A sick pet. A car that needs an oil change. A sick kid who needs to be picked up at school and brought home on the one day you had free to write. A letter from the IRS. A parent who needs to “get back on track” with her computer (you’re her tech support). A case of poison ivy. A bird that just flew into your dining room window, and broke its neck and the window. A fender bender at the drive-through where you were getting coffee so you could really really write today (kiss that shit goodbye). A husband who’s behaving oddly. A sick kid (again). An insane new president whose craziness demands your presence at #resist rallies. Good old-fashioned writer’s block. And, of course Time itself. Which deserves its own paragraph.
You and your novel are like Neo in The Matrix . Writing it, you’ve gradually come to feel that you’re up against invisible larger powers. That’s something’s not right. That it’s really fucking weird how many things seem to work against you finishing your novel.
You’re not wrong. The Matrix aligned against you is time itself. Time doesn’t want to be fooled with. It wants to roll along uninterrupted, unexamined, unchallenged. And here you are, mere mortal, trying to stop time or least manipulate it in your novel. You’re creating new worlds, new characters, new lives. Time does not appreciate that. After all, it’s the Boss of You. It’s the supreme, controlling force, and it will crush us all in the end. So its message to us, via all the interruptions listed above (and a thousand more) is simple. “Just live your life.
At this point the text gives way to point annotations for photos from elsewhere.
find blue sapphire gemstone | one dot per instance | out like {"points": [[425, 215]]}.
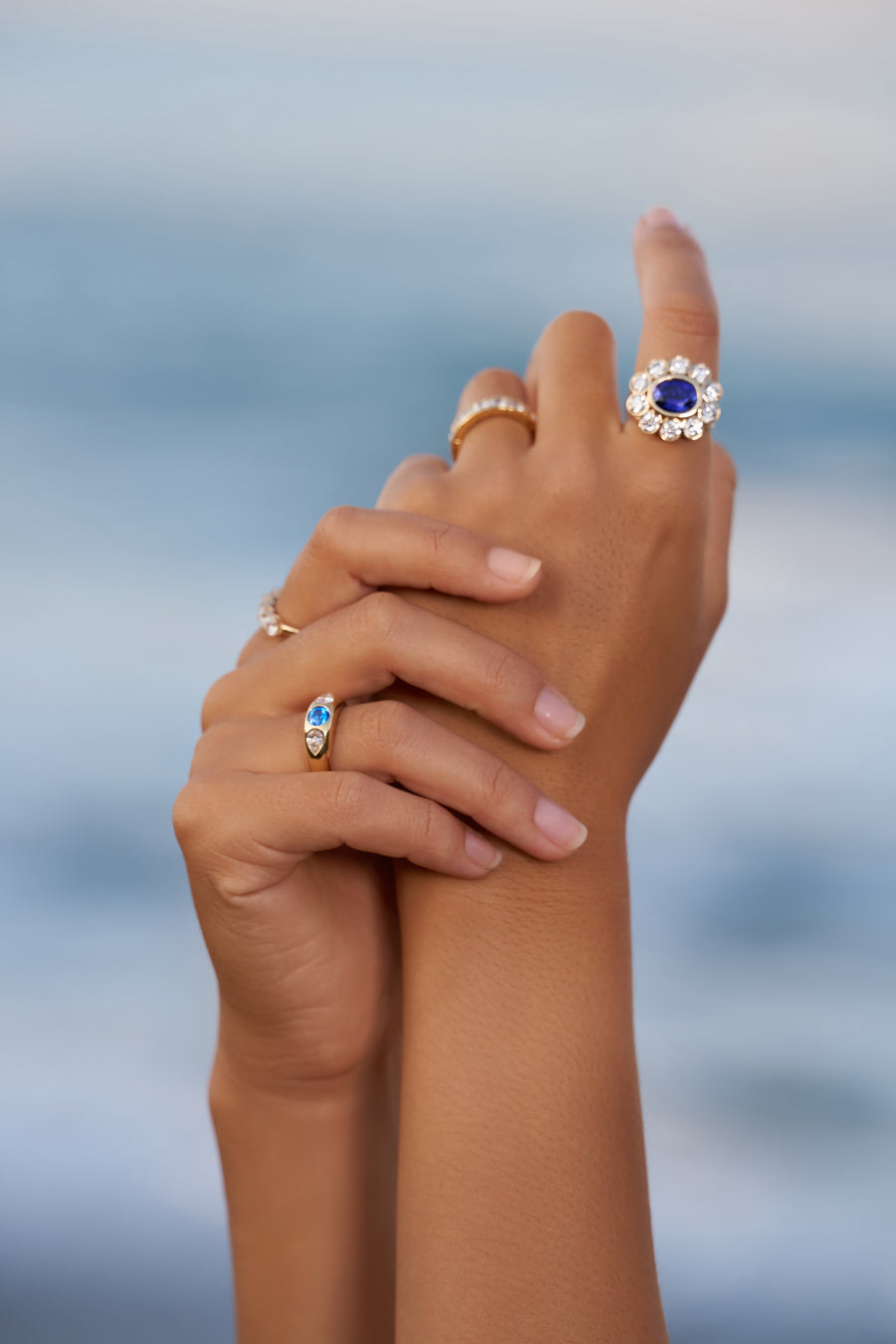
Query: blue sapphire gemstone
{"points": [[675, 396]]}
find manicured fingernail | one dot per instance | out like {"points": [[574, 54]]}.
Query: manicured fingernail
{"points": [[559, 825], [512, 564], [555, 714], [480, 851], [660, 215]]}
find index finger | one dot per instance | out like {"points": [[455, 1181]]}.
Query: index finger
{"points": [[680, 314]]}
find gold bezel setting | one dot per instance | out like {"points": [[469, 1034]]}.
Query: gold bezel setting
{"points": [[689, 422]]}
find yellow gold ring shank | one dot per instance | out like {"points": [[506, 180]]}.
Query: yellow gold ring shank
{"points": [[479, 411]]}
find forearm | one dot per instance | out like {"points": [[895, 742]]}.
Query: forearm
{"points": [[523, 1197], [311, 1194]]}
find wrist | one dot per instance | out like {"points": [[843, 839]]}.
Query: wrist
{"points": [[260, 1063]]}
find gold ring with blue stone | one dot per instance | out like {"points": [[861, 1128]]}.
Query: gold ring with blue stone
{"points": [[675, 398], [320, 719]]}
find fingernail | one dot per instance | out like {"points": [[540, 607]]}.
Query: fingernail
{"points": [[480, 851], [559, 825], [555, 714], [660, 215], [512, 564]]}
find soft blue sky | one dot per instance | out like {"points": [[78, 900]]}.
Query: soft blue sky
{"points": [[234, 241]]}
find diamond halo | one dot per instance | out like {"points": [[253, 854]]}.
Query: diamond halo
{"points": [[675, 398]]}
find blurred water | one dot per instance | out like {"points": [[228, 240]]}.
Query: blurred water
{"points": [[177, 367]]}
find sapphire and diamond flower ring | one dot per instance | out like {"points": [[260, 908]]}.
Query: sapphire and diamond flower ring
{"points": [[675, 398], [320, 719]]}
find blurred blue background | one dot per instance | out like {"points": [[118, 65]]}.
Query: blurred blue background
{"points": [[249, 253]]}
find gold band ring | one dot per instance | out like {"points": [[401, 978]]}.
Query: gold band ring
{"points": [[464, 422], [269, 617], [320, 721]]}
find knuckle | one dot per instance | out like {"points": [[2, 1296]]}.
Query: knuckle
{"points": [[579, 327], [688, 315], [191, 813], [441, 538], [421, 495], [376, 617], [493, 382], [504, 672], [431, 826], [499, 785], [332, 527], [384, 729], [349, 793]]}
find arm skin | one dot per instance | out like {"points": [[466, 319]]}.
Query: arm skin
{"points": [[311, 1197], [523, 1209], [523, 1194]]}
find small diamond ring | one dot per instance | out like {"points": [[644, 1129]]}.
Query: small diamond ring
{"points": [[675, 398], [320, 721], [269, 617], [464, 422]]}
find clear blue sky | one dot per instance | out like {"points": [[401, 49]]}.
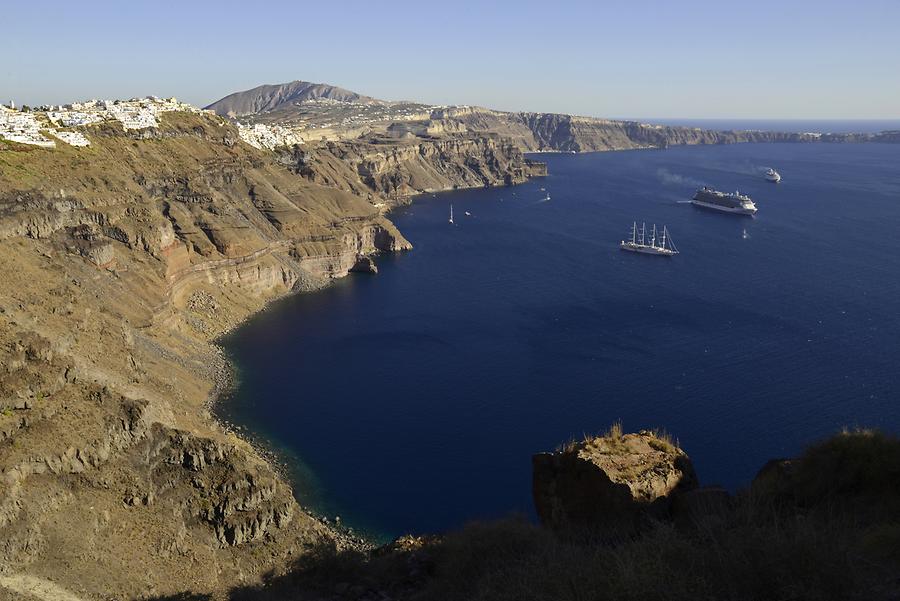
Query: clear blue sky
{"points": [[635, 58]]}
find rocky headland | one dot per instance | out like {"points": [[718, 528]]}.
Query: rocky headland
{"points": [[123, 260], [121, 264]]}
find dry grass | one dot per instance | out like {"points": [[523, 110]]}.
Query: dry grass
{"points": [[764, 549]]}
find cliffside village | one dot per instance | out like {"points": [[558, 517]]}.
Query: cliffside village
{"points": [[33, 126]]}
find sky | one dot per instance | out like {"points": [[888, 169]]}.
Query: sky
{"points": [[629, 59]]}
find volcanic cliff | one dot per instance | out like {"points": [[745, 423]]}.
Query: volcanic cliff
{"points": [[121, 263]]}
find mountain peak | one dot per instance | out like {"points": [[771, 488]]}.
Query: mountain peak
{"points": [[271, 97]]}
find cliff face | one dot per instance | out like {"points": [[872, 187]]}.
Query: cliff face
{"points": [[120, 263], [567, 133], [398, 169]]}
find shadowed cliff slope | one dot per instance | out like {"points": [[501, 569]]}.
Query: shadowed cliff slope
{"points": [[121, 262], [821, 526]]}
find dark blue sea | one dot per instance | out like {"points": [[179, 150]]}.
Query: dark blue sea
{"points": [[414, 399], [821, 126]]}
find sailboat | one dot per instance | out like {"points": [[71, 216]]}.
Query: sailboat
{"points": [[638, 242]]}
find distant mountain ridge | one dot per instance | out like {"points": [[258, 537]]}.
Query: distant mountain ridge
{"points": [[272, 97]]}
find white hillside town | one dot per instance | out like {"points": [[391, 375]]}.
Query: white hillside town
{"points": [[30, 127]]}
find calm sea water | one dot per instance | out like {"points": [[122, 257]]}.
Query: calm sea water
{"points": [[413, 400], [791, 125]]}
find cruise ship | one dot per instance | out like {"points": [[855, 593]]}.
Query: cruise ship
{"points": [[732, 202]]}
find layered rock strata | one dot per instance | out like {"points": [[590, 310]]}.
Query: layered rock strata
{"points": [[120, 264]]}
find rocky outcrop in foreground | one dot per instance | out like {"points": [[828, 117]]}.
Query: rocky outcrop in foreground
{"points": [[613, 480]]}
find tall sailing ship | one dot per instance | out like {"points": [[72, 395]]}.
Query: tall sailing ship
{"points": [[730, 202], [657, 245]]}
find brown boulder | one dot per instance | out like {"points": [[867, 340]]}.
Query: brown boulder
{"points": [[609, 481]]}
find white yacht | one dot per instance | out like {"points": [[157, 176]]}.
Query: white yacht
{"points": [[639, 244]]}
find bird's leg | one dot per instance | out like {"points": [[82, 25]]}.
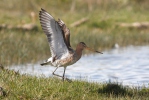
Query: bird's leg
{"points": [[64, 76], [56, 74]]}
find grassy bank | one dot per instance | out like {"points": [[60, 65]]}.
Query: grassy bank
{"points": [[25, 87], [101, 31]]}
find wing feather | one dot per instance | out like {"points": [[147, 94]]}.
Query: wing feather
{"points": [[54, 34]]}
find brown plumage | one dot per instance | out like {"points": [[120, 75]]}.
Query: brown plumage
{"points": [[62, 54]]}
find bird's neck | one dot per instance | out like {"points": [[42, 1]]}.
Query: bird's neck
{"points": [[78, 53]]}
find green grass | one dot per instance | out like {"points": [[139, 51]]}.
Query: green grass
{"points": [[99, 32], [27, 87]]}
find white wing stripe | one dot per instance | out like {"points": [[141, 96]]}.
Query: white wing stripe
{"points": [[54, 34]]}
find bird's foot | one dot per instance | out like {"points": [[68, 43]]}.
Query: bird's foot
{"points": [[67, 79]]}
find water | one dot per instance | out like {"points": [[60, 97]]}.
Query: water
{"points": [[129, 65]]}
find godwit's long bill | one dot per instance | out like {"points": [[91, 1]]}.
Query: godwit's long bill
{"points": [[62, 54]]}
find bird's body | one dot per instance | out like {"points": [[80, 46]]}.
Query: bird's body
{"points": [[62, 54]]}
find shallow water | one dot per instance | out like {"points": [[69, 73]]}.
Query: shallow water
{"points": [[129, 65]]}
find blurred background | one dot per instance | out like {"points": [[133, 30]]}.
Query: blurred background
{"points": [[101, 24]]}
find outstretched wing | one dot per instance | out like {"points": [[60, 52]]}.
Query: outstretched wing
{"points": [[54, 34]]}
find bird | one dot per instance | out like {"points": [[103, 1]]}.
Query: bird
{"points": [[58, 35]]}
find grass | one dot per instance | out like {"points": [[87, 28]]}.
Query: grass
{"points": [[27, 87], [99, 32]]}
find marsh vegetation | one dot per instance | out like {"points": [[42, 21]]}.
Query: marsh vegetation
{"points": [[101, 31]]}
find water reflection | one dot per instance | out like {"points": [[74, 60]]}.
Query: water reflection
{"points": [[129, 65]]}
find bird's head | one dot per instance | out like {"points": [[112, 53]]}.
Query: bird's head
{"points": [[82, 46]]}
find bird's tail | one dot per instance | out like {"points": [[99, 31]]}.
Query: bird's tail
{"points": [[48, 62]]}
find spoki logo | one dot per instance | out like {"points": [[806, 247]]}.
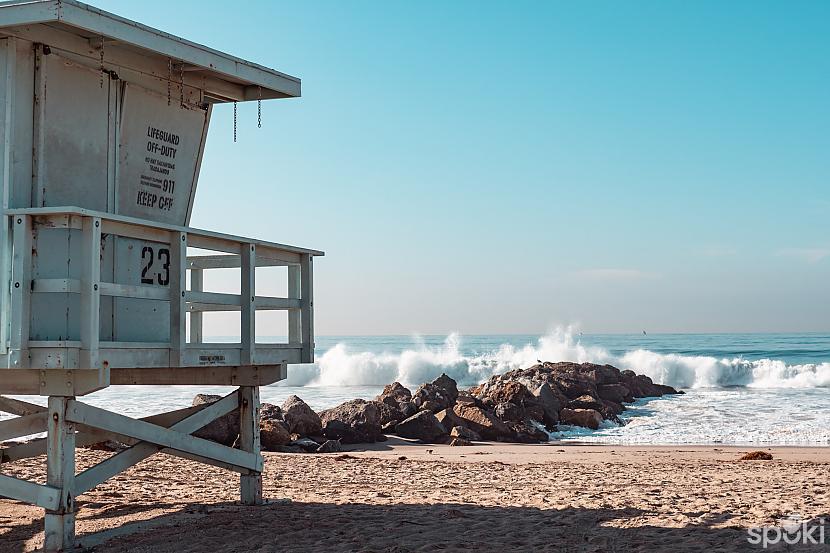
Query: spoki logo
{"points": [[790, 530]]}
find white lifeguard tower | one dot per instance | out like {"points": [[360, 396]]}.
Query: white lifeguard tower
{"points": [[104, 124]]}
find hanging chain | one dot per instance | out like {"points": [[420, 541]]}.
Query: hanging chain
{"points": [[169, 78], [102, 61]]}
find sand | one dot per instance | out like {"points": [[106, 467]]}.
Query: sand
{"points": [[400, 497]]}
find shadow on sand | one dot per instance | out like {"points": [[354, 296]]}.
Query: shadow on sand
{"points": [[397, 528]]}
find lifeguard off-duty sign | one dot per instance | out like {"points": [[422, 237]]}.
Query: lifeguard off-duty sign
{"points": [[159, 154]]}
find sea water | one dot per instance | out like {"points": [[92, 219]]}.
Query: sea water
{"points": [[763, 389]]}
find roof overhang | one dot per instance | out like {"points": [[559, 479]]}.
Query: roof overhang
{"points": [[93, 24]]}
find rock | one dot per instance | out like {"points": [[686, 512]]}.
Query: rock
{"points": [[307, 444], [587, 418], [488, 426], [464, 432], [300, 418], [389, 414], [436, 395], [223, 430], [448, 385], [330, 446], [448, 419], [618, 393], [422, 426], [551, 402], [586, 402], [528, 433], [269, 411], [466, 398], [353, 422], [757, 456], [273, 434], [508, 412], [289, 449]]}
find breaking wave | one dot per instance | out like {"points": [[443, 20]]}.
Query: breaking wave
{"points": [[340, 366]]}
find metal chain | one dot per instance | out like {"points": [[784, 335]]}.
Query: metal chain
{"points": [[102, 61], [169, 78]]}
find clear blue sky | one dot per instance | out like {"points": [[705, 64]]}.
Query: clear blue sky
{"points": [[506, 167]]}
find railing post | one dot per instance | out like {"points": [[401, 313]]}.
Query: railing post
{"points": [[196, 285], [178, 302], [60, 473], [90, 316], [250, 484], [21, 291], [295, 329], [247, 297], [307, 307]]}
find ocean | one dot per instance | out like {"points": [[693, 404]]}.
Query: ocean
{"points": [[743, 389]]}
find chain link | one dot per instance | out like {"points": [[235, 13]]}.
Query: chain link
{"points": [[102, 61], [169, 78]]}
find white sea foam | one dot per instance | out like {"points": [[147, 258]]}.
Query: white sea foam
{"points": [[341, 366]]}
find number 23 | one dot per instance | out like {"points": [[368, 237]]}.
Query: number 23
{"points": [[147, 256]]}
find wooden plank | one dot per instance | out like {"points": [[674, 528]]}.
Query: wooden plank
{"points": [[261, 303], [178, 287], [23, 426], [295, 292], [20, 291], [120, 462], [196, 320], [247, 298], [227, 241], [249, 440], [307, 316], [19, 408], [133, 291], [47, 497], [90, 293], [214, 376], [59, 531]]}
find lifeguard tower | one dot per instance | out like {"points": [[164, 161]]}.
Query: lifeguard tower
{"points": [[104, 124]]}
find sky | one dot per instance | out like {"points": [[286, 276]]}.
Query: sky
{"points": [[507, 167]]}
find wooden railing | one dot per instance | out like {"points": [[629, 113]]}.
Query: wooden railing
{"points": [[182, 350]]}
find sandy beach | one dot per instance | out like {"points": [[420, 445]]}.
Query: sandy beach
{"points": [[401, 497]]}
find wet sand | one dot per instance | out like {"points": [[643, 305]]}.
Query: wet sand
{"points": [[400, 497]]}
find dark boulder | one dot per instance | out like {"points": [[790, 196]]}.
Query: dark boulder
{"points": [[300, 418], [587, 418], [353, 422], [423, 426]]}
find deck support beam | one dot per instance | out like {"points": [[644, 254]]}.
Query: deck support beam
{"points": [[60, 473]]}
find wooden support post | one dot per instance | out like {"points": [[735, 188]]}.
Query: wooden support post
{"points": [[178, 304], [197, 284], [90, 293], [306, 278], [295, 329], [247, 298], [250, 484], [60, 474], [20, 291]]}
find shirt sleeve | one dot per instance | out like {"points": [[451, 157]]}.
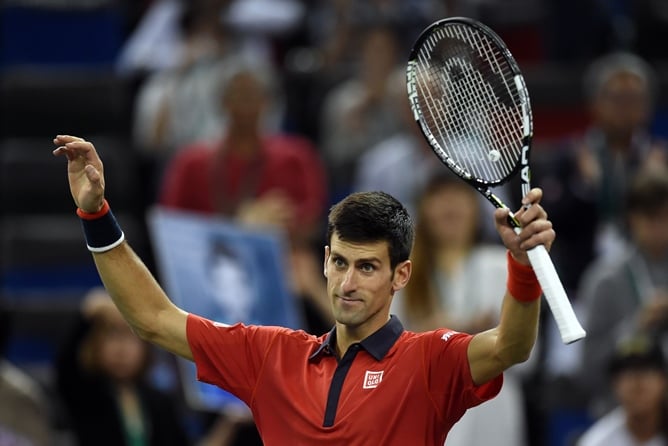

Forget trying to change its story line. Go with the flow. Have a drink. Go fishing. Take a second job (you need the money). Forget your stupid novel, because no one’s going to publish it any way.”
That’s Time talking. Directly to you. So what’s your reply? If you take the blue pill your novel ends. Most people choose blue. But take the red pill and you stay in “Wonderland.” Meaning you keep fighting. Keep pushing back. Keep writing. And if you do that, you will find you’re not alone. There are others of us out here. We’re waiting for you. You’re one of Us.